The company battles to find quality deals in its South African home market.

At a time when South Africa wrestles with the impact of the double downgrades to junk and an operating environment fraught with political and economic uncertainty, Arrowhead Properties is betting on its diversification strategy to ride out local pressures.

Arrowhead, which owns a property portfolio worth R5.6 billion, managed to grow its dividend by 6% to 43.24 cents per share and revenue by R216 million to R959 million for the six months to March 31.

At work for the company’s resilence during increasingly uncertain times in South African is a diversified property portfolio spanning across the retail, office, industrial and residential industry, said Arrowhead’s CEO Mark Kaplan. “The company is well diversified with properties across the country.
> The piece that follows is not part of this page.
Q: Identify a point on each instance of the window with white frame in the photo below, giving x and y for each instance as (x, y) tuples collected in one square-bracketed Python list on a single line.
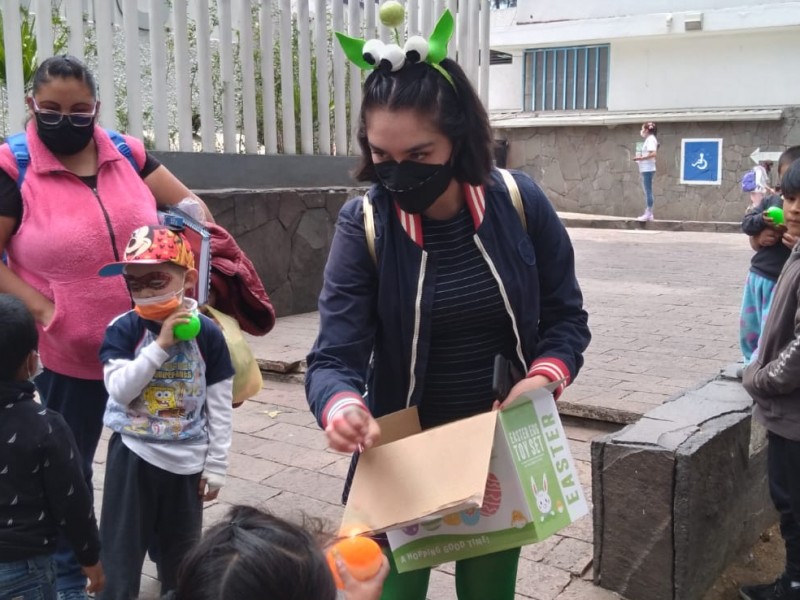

Although our peers have been investing offshore markets we are sticking by South Africa,” Kaplan told Moneyweb.

The company achieved average rental escalations of 3% on lease renewals and vacancies increased from 7.8% to 10,8% largely due to Sasol vacating its building in Rosebank, Johannesburg.

Arrowhead, along with its peers on the JSE’s more than R850 billion real estate sector, has acquired stakes in listed property funds over the last four years. Arrowhead has acquired a 61.7% stake in residential-focused Indluplace Properties, 55% of Gemgrow Properties, 19.4% of retail-focused Rebosis Property Fund and 11.3% of Dipula Income Fund.

This has continued to bear fruit for the company as it secures it an additional income stream. The company’s substantial increase in revenue (by R216 million) was boosted by the conclusion of its acquisition (during the period under review) of a 55% stake in Gemgrow Properties, which owns a property portfolio of 129 retail, industrial and office properties valued at R4.3 billion.

Stalling Arrowhead’s ability to grow the size of its direct property portfolio is the lack of quality deal flow in the market. Much of its acquisitions recently have been stakes in companies and few direct properties.

Arrowhead’s CFO Imraan Suleman attributes the limited acquisition opportunities to the high pricing of assets by sellers. The volatility in financial markets seen after President Jacob Zuma abruptly fired former finance minister Nhlanhla Nene in 2015, known as Nenegate, resulted in the increase in borrowing costs and subsequently valuation on properties.

“However, the misalignment of pricing expectations between sellers and acquirers has recently narrowed, resulting in funding costs moving in a favourable direction,” said Suleman. 

The company now sees a potential acquisition pipeline for Arrowhead, Indluplace and Gemgrow. With a conservative gearing of 25%, this gives Arrowhead more runway to fund new deals, as its gearing was once 47% in 2011.